Dunia Arab yang Selalu Menunggu Dokter Asing untuk Mengobati Sakitnya
Kolumnis asal Lebanon, Ghassan Charbel, melukiskan dunia Arab saat ini seperti tubuh manusia yang sedang mengalami sakit parah dan selalu menunggu dokter dari luar negeri untuk mengobatinya.
Oleh
Musthafa Abd Rahman dari Kairo, Mesir
·6 menit baca
Kolumnis asal Lebanon, Ghassan Charbel, menulis artikel di harian Asharq al-Awsat edisi Senin (1/3/2021) tentang fenomena dunia Arab yang terkapar sakit. Charbel melukiskan dunia Arab saat ini seperti tubuh manusia yang sedang mengalami sakit parah dan selalu menunggu dokter dari luar negeri untuk mengobatinya.
Menurut Charbel, jika manusia, lembaga, atau negara yang sedang sakit atau krisis mengundang dokter atau konsultan luar negeri untuk mengobatinya, hal itu menunjukkan bahwa manusia, lembaga, atau negara tersebut sudah dalam keadaan krisis akut yang tidak mampu mengobatinya sendiri.
Hal itu menunjukkan juga bahwa manusia, lembaga, atau negara itu sedang mengalami kemunduran dalam semua aspek kehidupannya, yakni sosial, budaya, ekonomi, dan politik.
Kondisi dunia Arab saat ini pun disebut seperti Turki pada akhir masa Dinasti Ottoman yang mengalami kemunduran luar bisa sehingga dijuluki ”The Sick Man of Europe”. Dinasti Ottoman di Turki pun akhirnya ambruk dan diganti dengan negara Turki modern yang diproklamasikan oleh Mustafa Kemal Ataturk pada 1923.
Dunia Arab kini ibarat pesakitan yang sedang mendapat pengobatan oleh dokter dari luar negeri karena dunia Arab tidak mampu mengobati dirinya sendiri. Semua krisis di dunia Arab saat ini ditangani oleh konsultan asing yang ditunjuk oleh PBB atau negara besar sekelas AS dan Rusia.

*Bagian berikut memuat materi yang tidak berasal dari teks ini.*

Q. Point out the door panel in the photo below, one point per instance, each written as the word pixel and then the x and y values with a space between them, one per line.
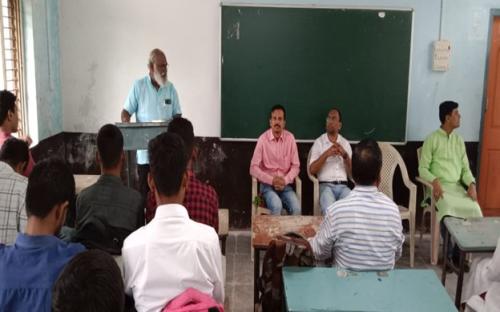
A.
pixel 489 170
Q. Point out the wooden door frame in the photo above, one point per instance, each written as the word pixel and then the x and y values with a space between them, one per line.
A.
pixel 493 13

Lihat saja kasus krisis Yaman yang kini ditangani oleh utusan khusus PBB untuk Yaman, Martin Griffiths. Warga negara Inggris ini ditunjuk oleh Sekjen PBB Antonio Guterres sebagai utusan khusus PBB untuk Yaman sejak 16 Februari 2018. AS sendiri menunjuk Timothy Lenderking sebagai utusan khusus AS untuk Yaman.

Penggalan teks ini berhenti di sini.